Cette lecture arracha des cris d’effroi. La destruction du tunnel sous-marin, dix années d’efforts perdues, des milliards engloutis… catastrophe évidemment. Mais combien les mots sinistres du second télégramme semblaient plus redoutables ! Veules ! Pourville ! Dieppe ! C’était au large de ces côtes que l’on passait ! C’était à travers les régions mêmes secouées par le cataclysme que le paquebot allait s’engager dans deux heures ! Au départ, Hastings et Seaford ; à l’arrivée, Veules, Pourville et Dieppe !

On se rua vers les guichets. On assiégea les bureaux du chef de gare et des sous-chefs. Deux cents personnes s’élancèrent sur le bateau pour retirer leurs colis et leurs malles, et des gens affolés, pliant sous le poids de leurs malles, prenaient d’assaut les trains en partance, comme si les digues et les quais, et le rempart des falaises, n’eussent pas été capables de les protéger contre l’épouvantable catastrophe.

Simon frissonna. La peur des autres l’impressionnait. Et puis que signifiait cet enchaînement mystérieux de phénomènes auxquels il ne semblait pas que pût s’adapter une seule explication naturelle ? Quelle tempête invisible faisait bouillonner l’onde au creux d’une mer immobile ? Pourquoi ces cyclones brusques se produisant tous dans un cercle aussi restreint et n’affectant qu’une région déterminée ?

Auprès de lui le tumulte croissait et les scènes se multipliaient. Une surtout lui fut pénible, parce qu’elle eut lieu entre Français et qu’il comprit mieux les paroles prononcées. C’était une famille, le père, la mère, jeunes encore, et leurs six enfants, dont le dernier, âgé de quelques mois, dormait dans les bras de sa mère. Et celle-ci implorait son mari avec une sorte de désespoir :

« Restons, je t’en supplie. Rien ne nous oblige…

— Mais si, ma pauvre amie… tu as lu la lettre de mon associé… Et puis, vraiment, avoue qu’il n’y a pas de quoi se tourmenter.

— Je t’en prie… J’ai des pressentiments… Tu sais que je ne me trompe pas…

— Veux-tu que je traverse seul ?

— Oh ! cela non ! »

Simon n’en entendit pas davantage.
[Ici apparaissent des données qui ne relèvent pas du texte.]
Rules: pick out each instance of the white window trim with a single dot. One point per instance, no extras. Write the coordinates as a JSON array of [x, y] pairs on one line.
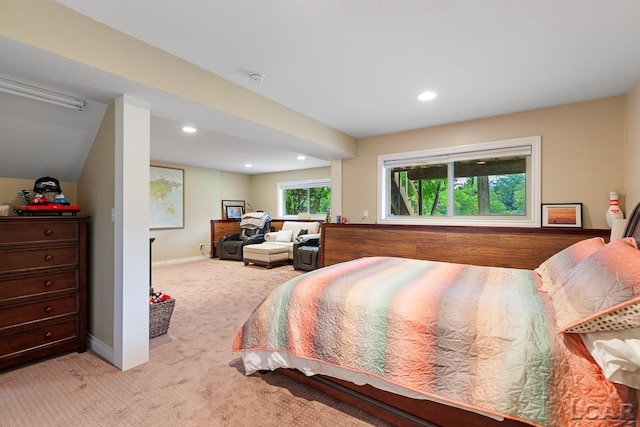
[[532, 219], [300, 184]]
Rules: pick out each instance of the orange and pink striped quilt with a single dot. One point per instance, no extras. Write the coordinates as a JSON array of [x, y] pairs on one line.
[[480, 337]]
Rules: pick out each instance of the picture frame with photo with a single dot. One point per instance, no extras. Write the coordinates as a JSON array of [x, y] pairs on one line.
[[237, 209], [234, 212], [562, 215]]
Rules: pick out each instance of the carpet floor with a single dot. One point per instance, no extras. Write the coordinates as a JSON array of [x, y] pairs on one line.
[[192, 378]]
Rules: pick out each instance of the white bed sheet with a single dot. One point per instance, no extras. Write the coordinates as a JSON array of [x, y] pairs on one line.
[[617, 353], [266, 360]]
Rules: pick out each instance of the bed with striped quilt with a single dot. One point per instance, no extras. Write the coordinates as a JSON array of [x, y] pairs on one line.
[[479, 338]]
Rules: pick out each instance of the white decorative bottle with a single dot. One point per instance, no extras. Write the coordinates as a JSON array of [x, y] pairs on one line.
[[614, 212]]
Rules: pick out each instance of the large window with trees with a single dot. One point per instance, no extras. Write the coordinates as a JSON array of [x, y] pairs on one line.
[[312, 197], [494, 183]]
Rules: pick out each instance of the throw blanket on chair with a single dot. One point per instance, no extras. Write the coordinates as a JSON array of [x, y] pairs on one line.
[[255, 220]]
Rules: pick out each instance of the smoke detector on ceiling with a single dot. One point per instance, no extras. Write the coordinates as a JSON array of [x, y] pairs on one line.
[[256, 78]]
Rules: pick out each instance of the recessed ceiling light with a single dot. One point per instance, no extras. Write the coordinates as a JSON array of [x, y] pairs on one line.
[[427, 96]]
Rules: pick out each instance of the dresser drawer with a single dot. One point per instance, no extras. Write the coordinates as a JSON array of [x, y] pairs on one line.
[[44, 335], [18, 232], [25, 286], [20, 260], [39, 310]]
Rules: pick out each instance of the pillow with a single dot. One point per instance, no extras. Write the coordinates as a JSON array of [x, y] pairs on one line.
[[300, 234], [603, 287], [284, 236], [617, 353], [555, 269]]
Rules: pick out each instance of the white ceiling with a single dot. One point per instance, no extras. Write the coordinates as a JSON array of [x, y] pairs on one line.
[[354, 65]]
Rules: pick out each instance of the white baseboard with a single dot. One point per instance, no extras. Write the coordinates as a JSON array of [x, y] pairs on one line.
[[177, 261], [100, 348]]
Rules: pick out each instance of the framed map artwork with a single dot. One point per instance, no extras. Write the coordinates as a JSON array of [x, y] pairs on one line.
[[166, 197]]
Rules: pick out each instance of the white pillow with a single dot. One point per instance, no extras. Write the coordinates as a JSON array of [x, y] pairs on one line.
[[617, 353], [284, 236]]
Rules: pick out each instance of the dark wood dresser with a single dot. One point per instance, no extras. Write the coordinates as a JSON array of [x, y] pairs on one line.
[[43, 287]]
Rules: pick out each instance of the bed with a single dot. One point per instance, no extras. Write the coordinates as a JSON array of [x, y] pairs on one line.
[[434, 343]]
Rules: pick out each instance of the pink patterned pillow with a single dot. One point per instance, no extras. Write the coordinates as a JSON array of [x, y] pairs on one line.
[[554, 270], [605, 284]]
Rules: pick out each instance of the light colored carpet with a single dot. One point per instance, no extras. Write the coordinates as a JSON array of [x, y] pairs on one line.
[[192, 378]]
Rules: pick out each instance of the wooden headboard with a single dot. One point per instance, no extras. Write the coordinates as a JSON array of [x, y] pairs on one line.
[[493, 246]]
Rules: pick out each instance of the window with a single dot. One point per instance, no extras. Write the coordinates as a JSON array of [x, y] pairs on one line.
[[312, 197], [493, 183]]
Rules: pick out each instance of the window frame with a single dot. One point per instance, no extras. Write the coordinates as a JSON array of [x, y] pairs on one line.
[[289, 185], [450, 154]]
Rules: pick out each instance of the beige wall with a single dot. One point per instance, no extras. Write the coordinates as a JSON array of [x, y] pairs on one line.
[[264, 187], [582, 152], [96, 188], [204, 190], [632, 147]]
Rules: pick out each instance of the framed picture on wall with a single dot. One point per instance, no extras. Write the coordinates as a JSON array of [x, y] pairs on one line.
[[233, 209], [234, 212], [166, 197], [562, 215]]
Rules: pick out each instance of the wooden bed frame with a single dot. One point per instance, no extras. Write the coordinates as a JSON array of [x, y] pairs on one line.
[[403, 411]]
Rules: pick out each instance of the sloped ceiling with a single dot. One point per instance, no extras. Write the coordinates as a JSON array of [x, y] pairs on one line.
[[356, 66]]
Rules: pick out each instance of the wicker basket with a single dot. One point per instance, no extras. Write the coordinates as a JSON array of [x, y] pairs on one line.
[[160, 316]]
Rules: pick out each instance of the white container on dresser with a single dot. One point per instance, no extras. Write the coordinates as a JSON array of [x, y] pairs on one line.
[[43, 287]]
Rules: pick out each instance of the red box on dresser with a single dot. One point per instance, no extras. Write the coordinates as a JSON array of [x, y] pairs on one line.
[[43, 287]]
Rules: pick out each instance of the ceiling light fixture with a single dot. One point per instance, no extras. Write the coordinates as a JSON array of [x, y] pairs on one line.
[[39, 94], [427, 96], [256, 78]]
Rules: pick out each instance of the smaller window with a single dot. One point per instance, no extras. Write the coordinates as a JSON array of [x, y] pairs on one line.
[[312, 197]]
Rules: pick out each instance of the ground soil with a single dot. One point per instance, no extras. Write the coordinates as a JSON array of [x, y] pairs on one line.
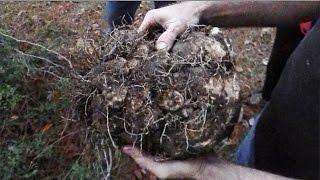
[[123, 91]]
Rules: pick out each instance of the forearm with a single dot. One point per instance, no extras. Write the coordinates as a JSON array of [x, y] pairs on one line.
[[224, 170], [257, 13]]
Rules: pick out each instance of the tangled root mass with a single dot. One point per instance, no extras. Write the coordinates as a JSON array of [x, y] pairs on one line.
[[172, 104]]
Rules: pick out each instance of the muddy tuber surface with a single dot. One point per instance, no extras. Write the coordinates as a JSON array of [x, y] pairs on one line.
[[173, 105]]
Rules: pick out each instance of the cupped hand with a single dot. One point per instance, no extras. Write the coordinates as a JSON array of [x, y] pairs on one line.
[[175, 19], [166, 169]]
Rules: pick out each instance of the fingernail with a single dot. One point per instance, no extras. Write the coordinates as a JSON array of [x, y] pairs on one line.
[[161, 46], [127, 149]]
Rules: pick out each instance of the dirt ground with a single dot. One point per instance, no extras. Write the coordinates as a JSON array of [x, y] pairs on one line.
[[42, 132]]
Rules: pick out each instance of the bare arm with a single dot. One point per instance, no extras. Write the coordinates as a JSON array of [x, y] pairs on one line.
[[203, 168], [259, 13], [177, 18]]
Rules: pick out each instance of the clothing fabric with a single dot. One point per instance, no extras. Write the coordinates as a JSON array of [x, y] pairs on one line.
[[287, 134], [245, 153]]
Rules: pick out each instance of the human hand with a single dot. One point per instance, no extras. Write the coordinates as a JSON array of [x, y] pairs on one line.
[[167, 169], [175, 19]]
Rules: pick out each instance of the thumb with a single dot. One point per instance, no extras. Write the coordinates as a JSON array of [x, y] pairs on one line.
[[167, 38]]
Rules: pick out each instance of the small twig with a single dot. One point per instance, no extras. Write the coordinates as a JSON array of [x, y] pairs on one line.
[[38, 57], [108, 129], [85, 107], [40, 46]]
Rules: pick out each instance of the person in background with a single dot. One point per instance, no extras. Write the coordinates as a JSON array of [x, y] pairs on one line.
[[118, 13], [284, 142]]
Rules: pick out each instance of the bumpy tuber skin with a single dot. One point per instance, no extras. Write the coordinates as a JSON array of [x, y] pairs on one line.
[[158, 100]]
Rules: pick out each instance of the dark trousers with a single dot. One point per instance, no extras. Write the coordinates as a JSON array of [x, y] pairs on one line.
[[287, 39], [287, 135]]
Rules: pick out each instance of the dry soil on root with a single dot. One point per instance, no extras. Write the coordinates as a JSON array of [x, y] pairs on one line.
[[174, 104]]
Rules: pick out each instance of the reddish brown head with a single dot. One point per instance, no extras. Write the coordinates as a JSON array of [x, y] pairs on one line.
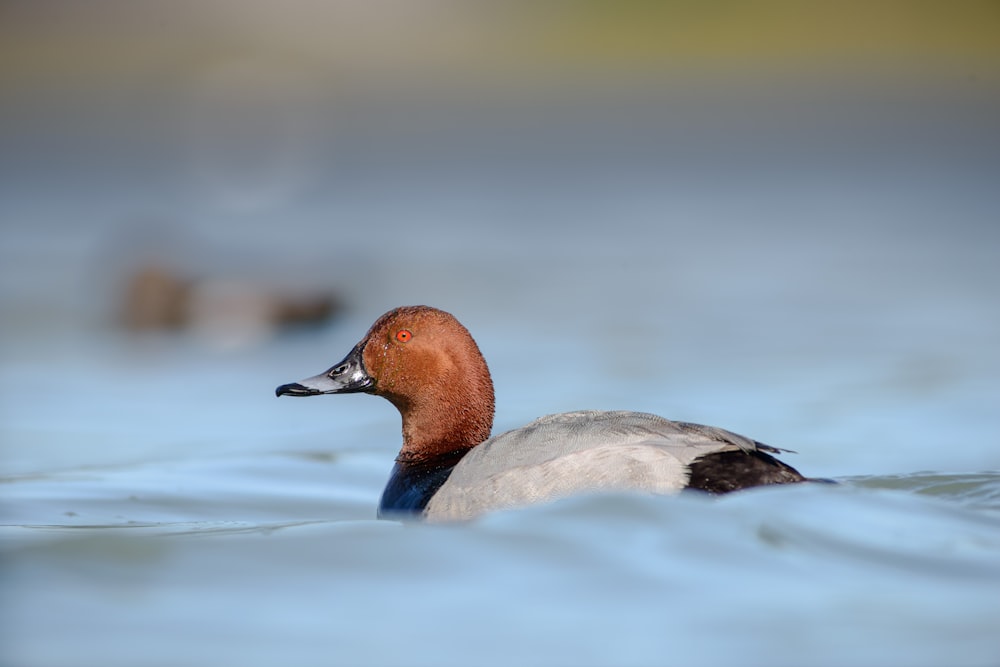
[[426, 364]]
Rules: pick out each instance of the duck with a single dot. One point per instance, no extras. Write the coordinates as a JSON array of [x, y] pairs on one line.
[[427, 364]]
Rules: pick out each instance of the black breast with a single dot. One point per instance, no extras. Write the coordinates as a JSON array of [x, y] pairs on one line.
[[412, 484]]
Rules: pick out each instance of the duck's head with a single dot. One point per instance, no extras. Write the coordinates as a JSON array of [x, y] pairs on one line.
[[426, 364]]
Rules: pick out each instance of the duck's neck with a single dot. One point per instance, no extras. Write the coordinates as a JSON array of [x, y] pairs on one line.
[[447, 422]]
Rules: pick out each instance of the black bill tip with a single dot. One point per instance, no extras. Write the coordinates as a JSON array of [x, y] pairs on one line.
[[295, 389]]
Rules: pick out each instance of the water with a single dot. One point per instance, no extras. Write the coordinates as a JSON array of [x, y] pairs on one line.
[[161, 507]]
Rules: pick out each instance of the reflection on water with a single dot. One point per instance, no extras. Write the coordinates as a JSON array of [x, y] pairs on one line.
[[782, 573]]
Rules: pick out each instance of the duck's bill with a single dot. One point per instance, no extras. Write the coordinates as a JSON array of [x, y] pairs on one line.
[[347, 377]]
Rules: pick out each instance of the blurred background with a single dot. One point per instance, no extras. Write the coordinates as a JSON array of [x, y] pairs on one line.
[[780, 214], [781, 218]]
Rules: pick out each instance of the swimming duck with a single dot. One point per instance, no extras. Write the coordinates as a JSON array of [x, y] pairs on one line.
[[449, 468]]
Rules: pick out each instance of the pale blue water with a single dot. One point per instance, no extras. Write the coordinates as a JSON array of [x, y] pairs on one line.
[[161, 507]]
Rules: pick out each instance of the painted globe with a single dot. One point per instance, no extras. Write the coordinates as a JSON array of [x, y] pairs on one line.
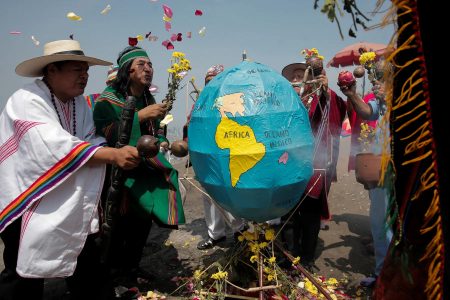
[[250, 142]]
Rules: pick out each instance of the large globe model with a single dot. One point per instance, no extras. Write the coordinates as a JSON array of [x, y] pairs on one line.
[[250, 142]]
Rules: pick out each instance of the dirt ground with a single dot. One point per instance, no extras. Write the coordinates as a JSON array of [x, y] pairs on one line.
[[342, 251]]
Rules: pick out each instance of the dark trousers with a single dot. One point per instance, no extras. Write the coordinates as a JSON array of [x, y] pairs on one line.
[[129, 241], [12, 286], [306, 228], [89, 281]]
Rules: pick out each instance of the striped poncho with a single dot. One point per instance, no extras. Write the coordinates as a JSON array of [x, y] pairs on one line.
[[45, 179]]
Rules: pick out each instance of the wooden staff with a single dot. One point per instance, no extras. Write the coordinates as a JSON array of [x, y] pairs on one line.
[[115, 189]]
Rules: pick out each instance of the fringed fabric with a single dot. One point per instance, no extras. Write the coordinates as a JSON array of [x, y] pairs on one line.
[[418, 246]]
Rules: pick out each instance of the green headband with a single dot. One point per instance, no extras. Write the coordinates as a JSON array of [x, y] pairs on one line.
[[137, 53]]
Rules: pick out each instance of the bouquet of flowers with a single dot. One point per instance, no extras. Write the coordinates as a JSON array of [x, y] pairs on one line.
[[314, 60], [177, 71], [366, 137], [368, 61]]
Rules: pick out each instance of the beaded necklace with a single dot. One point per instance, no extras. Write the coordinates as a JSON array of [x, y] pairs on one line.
[[151, 125], [74, 124]]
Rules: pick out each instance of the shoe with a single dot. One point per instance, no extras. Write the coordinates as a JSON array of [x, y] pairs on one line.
[[141, 276], [209, 243], [369, 281], [238, 233]]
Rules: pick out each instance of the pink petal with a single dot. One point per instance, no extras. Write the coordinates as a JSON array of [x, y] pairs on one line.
[[132, 41], [167, 11], [283, 158], [168, 26]]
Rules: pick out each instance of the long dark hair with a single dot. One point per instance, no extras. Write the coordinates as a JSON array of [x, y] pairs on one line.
[[121, 83]]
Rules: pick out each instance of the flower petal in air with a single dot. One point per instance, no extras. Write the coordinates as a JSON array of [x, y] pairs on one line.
[[202, 31], [132, 41], [283, 158], [153, 88], [35, 41], [106, 10], [72, 16], [168, 26], [168, 45], [167, 11]]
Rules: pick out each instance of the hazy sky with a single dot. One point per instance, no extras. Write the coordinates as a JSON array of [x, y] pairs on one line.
[[272, 33]]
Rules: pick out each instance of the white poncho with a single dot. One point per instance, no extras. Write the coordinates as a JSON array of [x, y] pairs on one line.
[[45, 178]]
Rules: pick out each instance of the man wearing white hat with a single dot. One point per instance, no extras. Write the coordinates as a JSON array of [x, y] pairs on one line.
[[52, 168]]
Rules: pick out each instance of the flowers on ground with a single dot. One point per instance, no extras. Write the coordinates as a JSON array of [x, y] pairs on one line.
[[366, 137], [177, 71]]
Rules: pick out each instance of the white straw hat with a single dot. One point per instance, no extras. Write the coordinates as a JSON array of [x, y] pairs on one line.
[[53, 52], [288, 71]]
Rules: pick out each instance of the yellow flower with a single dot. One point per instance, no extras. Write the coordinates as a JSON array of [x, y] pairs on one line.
[[313, 52], [311, 288], [332, 281], [253, 247], [220, 275], [197, 274], [253, 258], [262, 245], [272, 260], [270, 234], [249, 236], [367, 59]]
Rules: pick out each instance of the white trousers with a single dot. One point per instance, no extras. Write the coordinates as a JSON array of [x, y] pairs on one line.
[[217, 219], [380, 234]]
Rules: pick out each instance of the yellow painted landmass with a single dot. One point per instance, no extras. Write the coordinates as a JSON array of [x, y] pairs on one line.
[[245, 151]]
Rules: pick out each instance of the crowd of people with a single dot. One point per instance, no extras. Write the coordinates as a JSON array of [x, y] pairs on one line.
[[60, 156]]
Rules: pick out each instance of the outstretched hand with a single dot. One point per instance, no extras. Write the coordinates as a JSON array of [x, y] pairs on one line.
[[127, 157], [154, 111]]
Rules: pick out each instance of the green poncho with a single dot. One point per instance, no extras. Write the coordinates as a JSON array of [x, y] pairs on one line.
[[153, 186]]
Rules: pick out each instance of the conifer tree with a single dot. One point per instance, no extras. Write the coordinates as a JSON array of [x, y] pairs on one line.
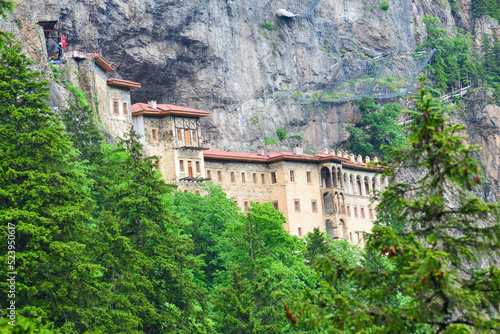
[[43, 196], [134, 197]]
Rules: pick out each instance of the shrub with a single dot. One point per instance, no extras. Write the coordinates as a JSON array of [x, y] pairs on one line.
[[384, 5]]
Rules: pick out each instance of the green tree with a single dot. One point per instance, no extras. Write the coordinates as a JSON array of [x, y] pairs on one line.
[[447, 284], [318, 243], [5, 7], [44, 197], [261, 261], [158, 277], [377, 129], [455, 61]]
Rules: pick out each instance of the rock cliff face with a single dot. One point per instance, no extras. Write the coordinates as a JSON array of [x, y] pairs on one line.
[[242, 64]]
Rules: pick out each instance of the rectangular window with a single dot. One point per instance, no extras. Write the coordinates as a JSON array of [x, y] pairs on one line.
[[186, 138], [194, 137], [190, 169], [314, 205], [297, 205], [273, 178]]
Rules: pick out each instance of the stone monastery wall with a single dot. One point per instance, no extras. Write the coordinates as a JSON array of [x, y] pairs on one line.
[[329, 191]]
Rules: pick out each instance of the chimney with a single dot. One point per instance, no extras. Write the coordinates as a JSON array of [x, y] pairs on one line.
[[152, 104], [260, 150], [297, 149]]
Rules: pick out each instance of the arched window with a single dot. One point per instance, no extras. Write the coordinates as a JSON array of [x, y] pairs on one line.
[[334, 178], [367, 186], [328, 203], [339, 173], [336, 202], [342, 203], [341, 229]]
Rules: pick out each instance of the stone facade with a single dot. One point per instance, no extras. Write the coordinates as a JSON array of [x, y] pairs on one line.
[[110, 98], [329, 191]]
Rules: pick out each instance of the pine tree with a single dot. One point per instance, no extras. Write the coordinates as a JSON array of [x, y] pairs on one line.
[[135, 199], [43, 196], [442, 266]]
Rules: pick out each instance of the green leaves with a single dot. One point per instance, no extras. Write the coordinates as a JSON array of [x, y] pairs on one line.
[[434, 237], [378, 128]]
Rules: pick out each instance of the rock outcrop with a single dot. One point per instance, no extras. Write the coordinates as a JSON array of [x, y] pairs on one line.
[[242, 64]]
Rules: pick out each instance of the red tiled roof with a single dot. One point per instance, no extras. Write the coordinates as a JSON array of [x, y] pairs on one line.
[[123, 83], [166, 110], [278, 156]]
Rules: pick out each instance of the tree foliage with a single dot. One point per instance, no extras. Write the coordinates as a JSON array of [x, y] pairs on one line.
[[439, 278], [44, 194], [377, 129], [486, 7], [455, 61]]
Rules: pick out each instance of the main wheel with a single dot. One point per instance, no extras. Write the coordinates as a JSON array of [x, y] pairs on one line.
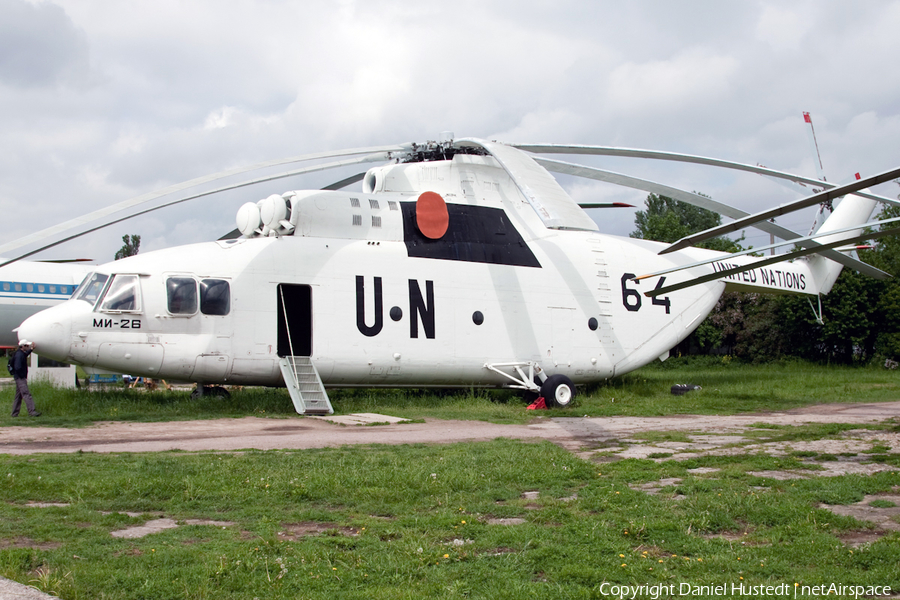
[[558, 390]]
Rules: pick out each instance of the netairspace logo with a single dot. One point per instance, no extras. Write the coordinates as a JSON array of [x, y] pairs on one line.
[[735, 590]]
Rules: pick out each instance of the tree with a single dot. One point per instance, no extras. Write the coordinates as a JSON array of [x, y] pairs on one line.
[[668, 220], [131, 246]]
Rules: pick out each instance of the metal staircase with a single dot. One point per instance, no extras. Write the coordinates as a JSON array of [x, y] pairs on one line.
[[303, 381]]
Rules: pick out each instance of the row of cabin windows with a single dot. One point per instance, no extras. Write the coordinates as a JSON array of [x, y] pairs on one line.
[[42, 288], [123, 294]]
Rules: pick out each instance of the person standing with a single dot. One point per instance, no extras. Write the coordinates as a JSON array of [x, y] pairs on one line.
[[20, 375]]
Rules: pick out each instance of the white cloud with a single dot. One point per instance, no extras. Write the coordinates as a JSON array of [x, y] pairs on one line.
[[128, 97]]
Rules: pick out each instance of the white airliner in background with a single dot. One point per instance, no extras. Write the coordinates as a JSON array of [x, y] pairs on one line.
[[29, 287]]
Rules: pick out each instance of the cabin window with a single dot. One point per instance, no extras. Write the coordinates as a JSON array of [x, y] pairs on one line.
[[215, 297], [123, 294], [182, 295], [90, 288]]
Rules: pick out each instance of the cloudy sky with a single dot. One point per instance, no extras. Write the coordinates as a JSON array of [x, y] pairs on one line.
[[102, 101]]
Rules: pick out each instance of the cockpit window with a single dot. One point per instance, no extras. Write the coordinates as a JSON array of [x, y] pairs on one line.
[[90, 289], [182, 295], [80, 286], [215, 297], [123, 294]]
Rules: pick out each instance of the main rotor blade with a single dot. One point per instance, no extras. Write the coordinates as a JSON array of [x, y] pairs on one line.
[[707, 203], [337, 185], [88, 229], [772, 246], [824, 196], [688, 158], [762, 263], [144, 198]]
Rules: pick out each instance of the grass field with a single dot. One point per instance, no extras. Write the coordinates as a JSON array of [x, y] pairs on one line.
[[501, 519], [727, 389]]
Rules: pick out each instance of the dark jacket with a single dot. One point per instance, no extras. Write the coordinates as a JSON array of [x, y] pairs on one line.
[[20, 364]]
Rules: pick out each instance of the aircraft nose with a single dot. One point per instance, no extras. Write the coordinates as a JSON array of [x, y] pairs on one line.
[[50, 331]]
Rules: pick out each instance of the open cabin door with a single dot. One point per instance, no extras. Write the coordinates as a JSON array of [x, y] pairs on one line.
[[294, 320], [295, 350]]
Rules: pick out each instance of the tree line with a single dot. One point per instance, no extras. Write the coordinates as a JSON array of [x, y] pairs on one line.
[[861, 315]]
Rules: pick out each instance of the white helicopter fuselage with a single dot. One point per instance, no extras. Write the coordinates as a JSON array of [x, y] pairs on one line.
[[351, 281]]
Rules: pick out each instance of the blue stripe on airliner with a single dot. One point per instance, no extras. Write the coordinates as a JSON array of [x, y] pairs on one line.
[[37, 290]]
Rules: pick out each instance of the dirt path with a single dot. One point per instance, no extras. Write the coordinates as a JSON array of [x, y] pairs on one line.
[[266, 434]]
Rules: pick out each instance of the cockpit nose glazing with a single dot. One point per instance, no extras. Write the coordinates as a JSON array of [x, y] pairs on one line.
[[51, 330]]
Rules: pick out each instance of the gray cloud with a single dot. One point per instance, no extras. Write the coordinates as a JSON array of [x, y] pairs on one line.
[[171, 90], [39, 45]]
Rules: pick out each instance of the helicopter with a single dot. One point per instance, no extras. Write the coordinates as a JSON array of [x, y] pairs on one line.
[[459, 263]]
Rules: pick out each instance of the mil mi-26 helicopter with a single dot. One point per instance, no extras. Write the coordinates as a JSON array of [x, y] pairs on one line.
[[461, 262]]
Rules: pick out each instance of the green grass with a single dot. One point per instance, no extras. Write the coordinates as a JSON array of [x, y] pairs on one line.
[[390, 516], [728, 388]]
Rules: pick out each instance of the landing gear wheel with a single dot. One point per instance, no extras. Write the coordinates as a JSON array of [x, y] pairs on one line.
[[559, 391], [215, 391], [530, 396]]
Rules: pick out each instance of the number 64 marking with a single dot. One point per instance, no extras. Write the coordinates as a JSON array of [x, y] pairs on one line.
[[632, 300]]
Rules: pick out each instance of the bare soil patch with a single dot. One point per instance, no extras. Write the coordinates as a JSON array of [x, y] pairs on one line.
[[295, 531]]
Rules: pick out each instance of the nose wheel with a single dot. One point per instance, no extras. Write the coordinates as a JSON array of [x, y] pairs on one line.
[[558, 391]]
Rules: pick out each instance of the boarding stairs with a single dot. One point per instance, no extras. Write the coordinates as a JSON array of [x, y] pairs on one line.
[[306, 388]]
Mais il ne devait jamais oublier ce cri d’épouse aimante, et non plus l’expression douloureuse de la mère qui, à ce moment, embrassa d’un regard ses six enfants.

Il s’en alla. L’horloge, du reste, marquait onze heures et demie, et miss Bakefield devait être en route. Mais, lorsqu’il fut sur le quai, il avisa une automobile qui débouchait au tournant d’une rue, et, à la portière de cette automobile, le visage blond d’Isabel. D’un coup, toutes ses mauvaises idées s’évanouirent. Il n’attendait la jeune fille que vingt minutes plus tard et, bien qu’il ne redoutât pas de souffrir, il avait décidé que ces vingt dernières minutes seraient un moment de détresse et d’anxiété. Pourrait-elle tenir sa promesse ? N’y aurait-il pas d’obstacle imprévu ? Et voilà qu’Isabel arrivait.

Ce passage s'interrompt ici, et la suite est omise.